Cabrera represented the tying run, batting with one on and two outs in the sixth. Rodon got him to ground out to Garcia at second to end the threat.

“Facing Cabrera as the tying run, no day at the beach, and he made a great pitch,” La Russa said. “You can’t say enough good things except remind him there’s a lot ahead.”

Rodon exited after throwing 96 pitches.

“It just built off spring training, the work we put in the offseason, during spring it just carried over,” he said of the April success. “I just want to keep going with it, keep running with it.”

Sox closer Liam Hendriks struck out one in a perfect seventh inning for his fifth save.

The second game began after delay of 1 hour, 6 minutes because of rain in the area.

Cease was strong from the outset, striking out at least one batter in each of the first four innings. He struck out two in the second, third and fourth.

The Sox scored four runs in the second inning. Garcia and Nick Madrigal both knocked in one run with singles against Michael Fulmer, who entered in the second after Matthew Boyd exited with left knee tendinitis. Jose Abreu added a two-run single to give the Sox a 4-0 lead.

Garcia drove in two more with a single during the big fifth inning.
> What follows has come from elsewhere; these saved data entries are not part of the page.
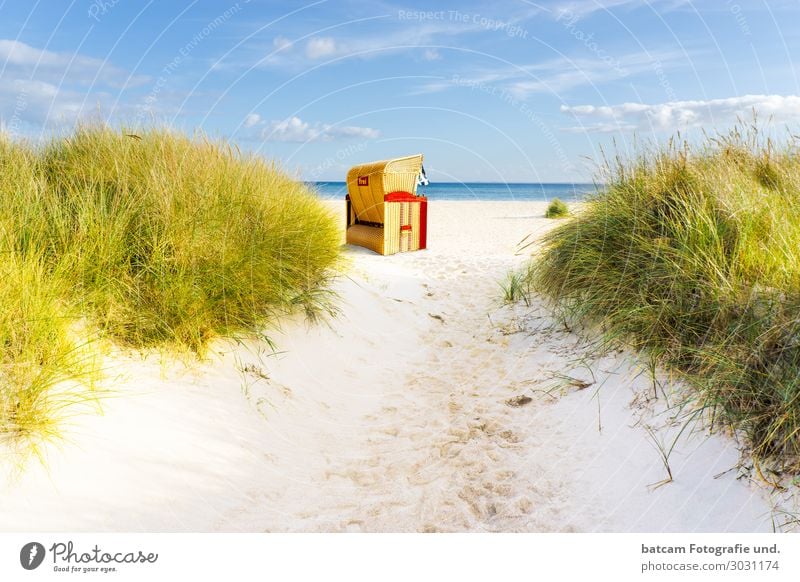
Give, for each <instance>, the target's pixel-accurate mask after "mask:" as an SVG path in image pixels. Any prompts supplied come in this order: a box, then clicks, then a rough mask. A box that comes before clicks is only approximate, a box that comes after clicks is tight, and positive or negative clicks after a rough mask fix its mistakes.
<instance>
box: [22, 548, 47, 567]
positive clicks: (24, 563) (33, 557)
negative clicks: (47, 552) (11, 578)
mask: <svg viewBox="0 0 800 582" xmlns="http://www.w3.org/2000/svg"><path fill="white" fill-rule="evenodd" d="M44 554H45V551H44V546H43V545H42V544H40V543H39V542H29V543H27V544H25V545H24V546H22V549H21V550H20V552H19V563H20V564H22V567H23V568H25V569H26V570H35V569H36V568H38V567H39V566H41V565H42V562H43V561H44Z"/></svg>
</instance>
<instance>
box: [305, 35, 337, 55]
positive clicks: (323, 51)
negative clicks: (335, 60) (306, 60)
mask: <svg viewBox="0 0 800 582" xmlns="http://www.w3.org/2000/svg"><path fill="white" fill-rule="evenodd" d="M336 50H337V47H336V41H335V40H333V39H332V38H330V37H328V36H316V37H314V38H312V39H311V40H309V41H308V44H307V45H306V56H307V57H308V58H309V59H312V60H317V59H322V58H325V57H329V56H332V55H334V54H335V53H336Z"/></svg>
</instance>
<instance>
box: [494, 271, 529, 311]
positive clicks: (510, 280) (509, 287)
mask: <svg viewBox="0 0 800 582" xmlns="http://www.w3.org/2000/svg"><path fill="white" fill-rule="evenodd" d="M500 288H501V289H502V291H503V302H504V303H516V302H517V301H524V302H525V305H529V300H528V295H529V294H530V290H529V288H528V281H527V279H526V277H525V274H524V273H518V272H516V271H511V272H509V273H508V274H507V275H506V278H505V280H504V281H503V282H501V283H500Z"/></svg>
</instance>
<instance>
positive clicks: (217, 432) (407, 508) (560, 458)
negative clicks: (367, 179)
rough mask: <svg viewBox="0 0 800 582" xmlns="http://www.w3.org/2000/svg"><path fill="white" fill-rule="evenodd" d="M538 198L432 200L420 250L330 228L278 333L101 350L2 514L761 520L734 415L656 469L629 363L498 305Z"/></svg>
mask: <svg viewBox="0 0 800 582" xmlns="http://www.w3.org/2000/svg"><path fill="white" fill-rule="evenodd" d="M331 204H332V206H335V209H336V211H337V212H339V213H340V212H341V211H342V210H343V208H342V204H341V203H335V204H334V203H331ZM543 211H544V205H543V204H540V203H530V202H527V203H522V202H438V203H434V204H431V207H430V218H429V222H430V233H429V247H430V249H429V250H427V251H424V252H417V253H405V254H400V255H395V256H392V257H380V256H377V255H375V254H372V253H370V252H369V251H366V250H363V249H356V248H348V249H347V251H346V254H347V256H348V257H349V258H350V259H351V263H352V264H351V269H350V271H349V274H348V277H343V278H341V280H339V282H338V283H337V291H338V292H339V293H340V295H341V308H342V313H341V315H340V317H339V318H338V319H336V320H333V321H331V322H330V325H328V326H326V325H321V326H316V327H314V326H312V327H309V326H308V325H306V324H305V323H304V322H303V321H302V320H301V319H297V320H296V321H292V322H287V323H285V325H284V326H283V330H282V331H280V332H270V334H269V335H270V336H271V337H272V338H273V339H274V340H275V341H276V342H277V344H278V347H279V350H280V351H281V352H282V353H280V354H278V355H273V354H271V353H270V350H269V349H268V348H267V347H266V346H265V345H261V346H257V345H251V346H249V347H243V346H233V345H226V344H220V345H219V346H217V349H216V350H215V352H216V354H215V357H213V358H211V359H210V361H207V362H202V363H193V364H191V365H189V366H186V365H183V364H180V363H162V362H160V361H159V359H158V358H157V357H155V356H151V357H149V358H141V357H139V358H137V357H122V356H119V357H116V358H115V359H114V360H113V362H110V365H111V369H110V371H109V374H108V382H107V386H108V387H110V388H112V389H113V390H115V392H116V397H115V398H113V399H110V400H107V401H105V402H104V403H103V410H104V414H103V415H97V414H92V413H87V414H82V415H80V416H77V417H75V418H74V419H72V424H71V426H70V427H68V437H69V441H68V442H66V443H64V444H62V445H61V446H59V447H55V446H54V447H51V448H50V449H49V451H48V455H47V467H48V470H49V471H46V470H45V469H44V468H43V467H42V466H41V465H39V464H37V463H35V462H34V463H30V464H29V465H28V467H27V469H26V471H25V472H24V473H23V474H22V475H16V476H11V472H10V470H9V467H8V464H6V473H7V475H8V476H7V477H6V479H5V482H4V484H3V485H2V491H0V529H2V530H4V531H34V530H38V531H254V532H260V531H412V532H413V531H649V532H662V531H687V532H689V531H692V532H693V531H713V532H722V531H743V532H757V531H771V530H772V501H771V499H770V492H769V490H768V489H767V488H765V487H762V486H759V485H758V484H757V483H755V482H754V481H751V480H750V479H749V478H748V472H747V469H746V468H742V469H737V468H736V466H737V463H738V459H739V455H738V453H737V450H736V446H735V443H734V441H733V440H732V439H731V438H730V437H726V436H711V437H709V436H708V435H707V434H705V433H702V432H698V433H696V434H693V435H690V436H687V433H688V431H687V432H686V433H684V435H683V437H682V438H681V440H680V441H679V442H678V445H677V446H676V448H675V450H674V451H673V452H672V454H671V455H670V461H669V463H670V467H671V469H672V473H673V476H674V481H673V482H671V483H668V484H665V485H663V486H660V487H657V488H653V487H652V485H653V484H656V483H658V482H659V481H661V480H662V479H664V477H665V475H666V471H665V468H664V466H663V464H662V462H661V460H660V456H659V452H658V450H657V447H656V446H655V442H656V441H661V442H662V443H664V444H665V446H666V447H667V448H669V446H670V445H671V442H672V438H673V436H674V435H675V434H676V432H677V429H675V428H666V429H661V430H658V431H657V432H656V433H655V436H652V437H651V436H649V434H648V431H647V430H645V428H644V426H643V425H644V424H648V425H652V426H655V427H658V426H663V425H665V424H669V414H659V412H658V411H659V410H663V408H664V397H663V396H661V397H660V399H659V400H657V401H653V400H652V399H648V397H649V396H652V393H653V388H652V384H651V381H650V380H649V378H648V376H647V374H646V373H642V371H641V369H639V368H638V367H637V366H636V365H635V363H633V362H634V361H633V359H632V358H631V357H630V356H628V355H626V354H614V355H613V356H608V355H607V356H604V357H602V358H599V359H597V358H595V357H594V356H593V355H592V351H591V349H589V347H588V346H587V345H586V344H585V342H583V341H581V340H580V339H579V338H578V336H576V335H573V334H572V333H568V332H567V331H565V330H563V329H562V328H560V327H559V326H558V325H555V324H554V322H553V321H552V320H551V318H550V316H549V314H548V311H547V309H546V308H545V307H544V306H542V305H540V304H535V305H533V306H531V307H530V308H526V307H525V306H516V307H513V308H511V307H504V306H502V305H501V301H500V296H501V292H500V287H499V285H498V281H500V280H501V279H502V278H503V277H504V275H505V273H506V272H508V270H509V269H511V268H512V267H514V266H516V265H519V264H521V262H522V261H523V259H524V257H521V256H514V251H515V247H516V244H517V243H518V242H519V241H520V240H522V239H523V238H524V237H525V236H526V235H528V234H529V233H536V234H539V233H541V232H543V231H544V230H546V229H547V228H550V227H552V226H553V225H554V224H555V222H554V221H549V220H545V219H543V218H542V214H543ZM592 374H594V380H595V381H594V383H593V384H592V385H590V386H588V387H587V388H585V389H582V390H579V389H578V388H577V387H576V386H574V385H571V384H570V381H569V380H568V379H567V377H569V378H575V379H577V380H584V381H588V380H591V379H592ZM262 376H263V377H262ZM559 378H560V379H559ZM548 391H550V394H548V393H547V392H548ZM522 394H525V395H528V396H530V397H531V398H532V399H533V400H532V401H531V402H530V403H528V404H526V405H524V406H520V407H512V406H509V405H508V404H506V401H507V400H508V399H510V398H512V397H514V396H518V395H522ZM726 471H727V472H726ZM720 473H724V474H722V475H719V474H720Z"/></svg>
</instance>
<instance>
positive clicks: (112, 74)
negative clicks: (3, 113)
mask: <svg viewBox="0 0 800 582" xmlns="http://www.w3.org/2000/svg"><path fill="white" fill-rule="evenodd" d="M0 62H2V63H4V64H5V73H4V74H3V77H4V78H5V77H6V75H11V76H15V77H20V76H22V75H23V74H24V75H25V76H26V77H28V78H34V79H36V80H39V81H47V82H51V83H62V82H69V83H70V84H80V85H89V84H102V85H107V86H109V87H117V88H118V87H132V86H138V85H142V84H144V83H146V82H147V81H148V80H149V77H147V76H144V75H131V74H129V73H128V72H127V71H125V70H124V69H120V68H119V67H115V66H114V65H112V64H111V63H109V62H108V61H105V60H102V59H97V58H93V57H88V56H85V55H80V54H74V53H56V52H53V51H48V50H45V49H39V48H36V47H33V46H31V45H28V44H25V43H24V42H20V41H18V40H7V39H0Z"/></svg>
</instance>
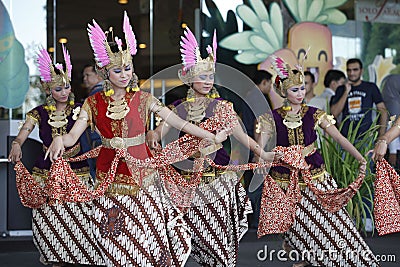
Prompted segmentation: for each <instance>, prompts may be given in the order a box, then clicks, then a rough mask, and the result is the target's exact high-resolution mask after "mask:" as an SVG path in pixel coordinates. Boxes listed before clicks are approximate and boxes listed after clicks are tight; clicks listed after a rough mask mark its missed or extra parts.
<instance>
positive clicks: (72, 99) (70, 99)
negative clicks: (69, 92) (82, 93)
mask: <svg viewBox="0 0 400 267" xmlns="http://www.w3.org/2000/svg"><path fill="white" fill-rule="evenodd" d="M68 104H69V105H70V106H74V105H75V95H74V93H73V92H71V93H69V96H68Z"/></svg>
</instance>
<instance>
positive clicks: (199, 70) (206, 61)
mask: <svg viewBox="0 0 400 267" xmlns="http://www.w3.org/2000/svg"><path fill="white" fill-rule="evenodd" d="M180 45H181V57H182V65H183V67H182V69H181V70H179V72H178V76H179V78H180V79H181V80H182V81H183V82H184V83H189V82H190V81H191V79H192V78H193V77H195V76H197V75H199V74H200V73H201V72H204V71H213V72H215V63H216V61H217V34H216V31H215V30H214V35H213V42H212V47H211V46H210V45H208V46H207V48H206V50H207V53H208V56H207V57H206V58H204V59H203V58H202V57H201V54H200V48H199V45H198V43H197V40H196V37H195V36H194V34H193V33H192V32H191V31H190V29H189V27H186V29H185V32H184V36H181V42H180Z"/></svg>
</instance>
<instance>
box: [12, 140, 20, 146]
mask: <svg viewBox="0 0 400 267" xmlns="http://www.w3.org/2000/svg"><path fill="white" fill-rule="evenodd" d="M14 144H17V145H19V146H21V144H20V143H19V142H18V141H16V140H13V141H12V142H11V145H14Z"/></svg>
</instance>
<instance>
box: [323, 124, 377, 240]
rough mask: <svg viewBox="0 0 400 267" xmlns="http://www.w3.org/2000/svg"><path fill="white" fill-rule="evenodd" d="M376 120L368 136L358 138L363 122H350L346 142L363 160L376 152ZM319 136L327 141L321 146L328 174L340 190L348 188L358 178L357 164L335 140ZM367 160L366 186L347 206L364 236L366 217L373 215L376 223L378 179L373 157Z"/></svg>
mask: <svg viewBox="0 0 400 267" xmlns="http://www.w3.org/2000/svg"><path fill="white" fill-rule="evenodd" d="M377 120H378V117H376V118H375V120H374V121H373V122H372V125H371V127H370V128H369V129H368V130H367V131H366V132H364V133H361V134H360V135H358V137H357V132H358V129H359V128H360V125H361V123H362V119H361V120H360V121H359V122H358V123H357V124H356V125H355V127H353V126H354V125H353V122H350V127H349V132H348V138H347V139H348V140H349V141H350V143H352V144H354V146H355V147H356V148H357V150H358V151H360V153H361V154H362V155H364V156H365V155H366V154H367V152H368V151H369V150H371V149H373V147H374V142H375V140H376V138H377V136H378V129H379V125H378V124H377ZM342 125H343V123H342ZM341 128H342V127H340V128H339V130H341ZM320 136H323V139H324V141H325V142H321V145H320V146H321V153H322V156H323V158H324V161H325V167H326V170H327V171H328V172H329V173H330V174H331V175H332V177H333V178H334V179H335V180H336V182H337V185H338V187H339V188H342V187H347V186H348V185H349V184H351V183H352V182H353V181H354V180H355V179H356V178H357V176H358V167H359V163H358V161H357V160H356V159H355V158H354V157H352V156H351V155H350V154H349V153H348V152H347V151H344V150H343V149H342V147H341V146H340V145H339V144H338V143H337V142H335V141H334V140H333V138H332V137H330V136H326V135H323V133H322V132H321V131H320ZM366 160H367V172H366V175H365V179H364V182H363V184H362V185H361V187H360V189H359V190H358V191H357V193H356V194H355V195H354V197H353V198H352V199H351V200H350V201H349V203H348V204H347V206H346V210H347V212H348V213H349V215H350V217H351V218H353V220H354V223H355V225H356V228H357V229H358V230H360V231H363V232H364V233H365V232H366V231H365V221H366V219H367V213H369V214H371V218H372V221H373V213H372V210H373V195H374V192H373V183H374V179H375V174H374V173H373V172H372V170H371V166H373V163H372V160H371V158H370V157H366Z"/></svg>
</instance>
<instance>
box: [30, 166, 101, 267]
mask: <svg viewBox="0 0 400 267" xmlns="http://www.w3.org/2000/svg"><path fill="white" fill-rule="evenodd" d="M32 176H33V177H34V179H35V180H36V181H37V182H39V183H40V184H41V185H43V186H44V181H45V178H43V177H47V176H46V175H43V173H42V171H38V172H35V171H34V173H33V174H32ZM79 177H80V179H81V180H82V181H83V182H84V183H85V184H86V185H87V186H88V187H91V178H90V176H89V173H88V172H86V174H81V175H80V176H79ZM92 216H93V205H92V202H86V203H62V204H55V205H49V204H44V205H43V206H41V207H40V208H38V209H33V210H32V232H33V242H34V244H35V245H36V247H37V248H38V250H39V252H40V256H41V257H40V260H41V261H42V262H43V263H45V264H47V263H71V264H87V265H104V261H103V259H102V257H101V254H100V250H99V248H98V246H97V242H96V239H95V238H94V234H93V231H92Z"/></svg>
Luis Robert collected an RBI with a single, Moncada hit a three-run homer to right and Mercedes hit a 449-foot solo home run to center.

Vaughn went 3-for-4 with two doubles and two runs while Madrigal had three singles, one RBI and two runs as the Sox (14-10) took two of three in the series.

The Sox were without Adam Eaton for Game 2 of the doubleheader as the right fielder served a one-game suspension for an April 15 incident against the Indians. Eaton shoved Indians shortstop Andres Gimenez after being tagged out at second, believing Gimenez forced him off the base. The benches briefly cleared.

Major League Baseball handed down the suspension April 20, calling Eaton’s actions “aggressive” and saying he “incited” the benches-clearing incident. Eaton lost an appeal.